Chris Stewart was almost decapitated two years ago in a horrific racing crash, but now he's back behind the wheel.
14-year-old racing enthusiast Chris Stewart is getting into the driver’s seat once more – three years after a racing crash almost decapitated him.
It’s known as internal decapitation or the “hangman’s fracture”, where the skull detaches from the spinal column, leaving the head connected with nothing but skin and muscle. Unsurprisingly, in almost every case it’s fatal. After Chris’s 40 mph accident near Alton in Hampshire, England, ambulance and fire crews worked for 90 minutes to free him from the wreckage – and later, in hospital, doctors informed Chris’s parents John and Debbie that their son had a mere 10% chance of survival.
“The doctors had never seen this kind of injury because, they said, when it happens, people die instantly”, Mr. Stewart told BBC News.

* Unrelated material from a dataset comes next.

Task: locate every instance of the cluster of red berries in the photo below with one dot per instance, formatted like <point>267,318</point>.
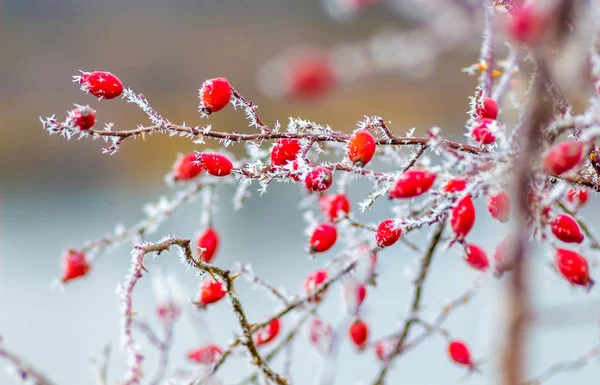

Yet after a six-hour operation that connected his head to his body again using titanium rods and grafted bone, Chris confounded expectations. In just 3 weeks he was back on his feet and relearning to speak and eat, as the crash had detached his tongue. Astonishingly, he has completely avoided paralysis, and can now swim and exercise once more.
Cases like this are exceptionally rare – and survival seems to favor the very young. In 2007 an 11-year old Saskatoon boy had three vertebrae in his neck severed, yet after an operation similar to Chris’s, he recovered so quickly that he was released from the hospital in less than three weeks. Jordan Taylor of Hillsboro, Texas was just 9 years old in 2008 when a car crash internally decapitated him – yet his neurosurgeon would go on to give him a clean bill of health before the year was out.
Perhaps the most remarkable instance of survival is that of Shannon Malloy, whose head was separated from her body in a car crash on Jan. 25th, 2007 in Nebraska. She was 30 at the time – although her recovery has been long and painful, she survived her injuries (a fractured skull, bleeding in the brain and nerve-damage to her eyes, to name a few) in what has been described by doctors as a “medical miracle”.
For Chris Stewart, the appeal of four wheels is strong: although he’s banned from junior driving by his parents, he’s allowed to go-kart near his home – yet when interviewed, he admits he misses “getting trophies and stuff like that”. As a survivor of the hangman’s fracture, he can be assured of a place in the record books.